Italian police have identified six members of a hacker group charged with attacking thousands of Web sites in 62 countries, replacing official home pages with anti-globalization slogans, finance police officials said Tuesday. The group is one of the most important to be discovered in terms of the number and significance of its targets, officials said.
The hackers, all students between the ages of 15 and 23, began their attacks last July during the G8 summit in Genoa, which led to anti-globalization demonstrations. Hackers placed the slogan "Hi-Tech Hate" on Web sites, police said. However, the attacks did not cause much monetary damage and so the hackers are not expected to be severely punished.
In the U.S. hacked sites included those of the Pentagon, the U.S. National Aeronautics and Space Administration, courts and numerous universities including Harvard University, Columbia University and Cornell University, police said.
The group also attacked government Web sites in Britain, China, Sweden, Portugal, Australia, Bolivia, the Philippines, Mexico, Ecuador, Venezuela, Pakistan and Bahrain, the finance police said in a statement.
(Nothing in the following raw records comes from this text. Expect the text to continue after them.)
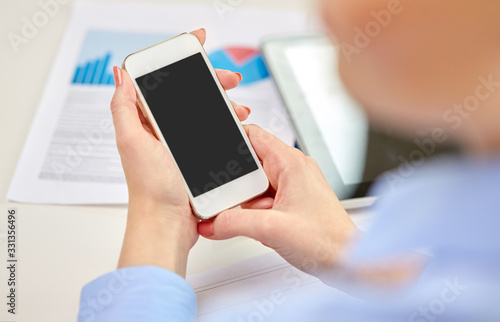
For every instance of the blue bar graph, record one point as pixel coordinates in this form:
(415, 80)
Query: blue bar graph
(94, 72)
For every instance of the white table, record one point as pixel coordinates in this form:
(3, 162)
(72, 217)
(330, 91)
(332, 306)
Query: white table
(63, 247)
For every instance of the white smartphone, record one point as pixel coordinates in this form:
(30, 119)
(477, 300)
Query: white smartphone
(180, 95)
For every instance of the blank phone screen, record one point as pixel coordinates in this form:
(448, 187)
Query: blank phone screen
(196, 123)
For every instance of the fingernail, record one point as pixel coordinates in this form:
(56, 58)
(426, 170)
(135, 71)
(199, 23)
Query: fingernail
(206, 228)
(248, 109)
(117, 73)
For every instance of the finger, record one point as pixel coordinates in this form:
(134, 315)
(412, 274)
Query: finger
(126, 119)
(259, 203)
(256, 224)
(274, 154)
(201, 34)
(241, 111)
(144, 121)
(228, 79)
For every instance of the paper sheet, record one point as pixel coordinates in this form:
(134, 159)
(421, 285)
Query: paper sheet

The Anti-Technological Crime Unit (GAT) of the finance police handled the investigation.
In Italy the group hacked sites of the health and defense ministries, the Senate, media organizations, the Internet provider Italia On Line SpA, the Left Democrats Party and pop singer Claudio Baglioni.
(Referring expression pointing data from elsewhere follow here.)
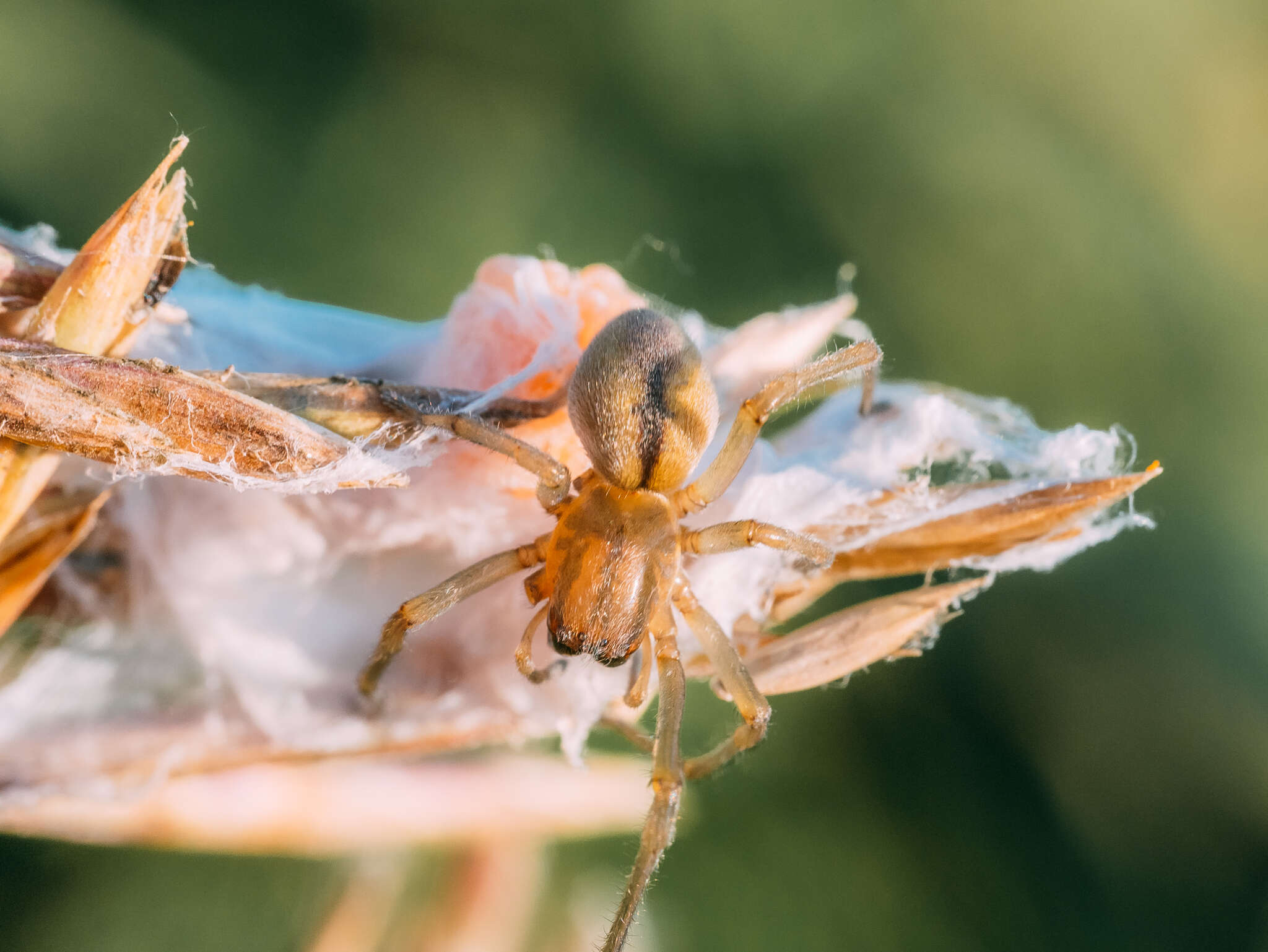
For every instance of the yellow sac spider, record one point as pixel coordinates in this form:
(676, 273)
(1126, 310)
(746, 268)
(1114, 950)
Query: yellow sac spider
(645, 410)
The investigation began Aug. 12, 2001, when the crime unit became aware of an attempt to penetrate the Web site of MB Service Srl, a software company in the northeastern town of Ravenna, police said. Investigators followed the trail to a Hi-Tech Hate hacker and subsequently tracked down the other five. The students lived in different parts of Italy and kept in contact via the Internet, investigators said.
"This was one of the most prolific hacker groups ever seen in terms of the number of its attacks. They were very expert," Giancarlo Samele, a member of the Anti-Technological Crime Unit, said in an interview. "We don't have an estimate of the financial damage caused, but it should not be very high. These were not really malicious attacks."
The hackers are likely to escape with suspended prison sentences because they have no previous convictions and their attacks did not cause serious damage, Gianluigi Chiapponi, the Ravenna prosecutor coordinating the case, said at a press conference.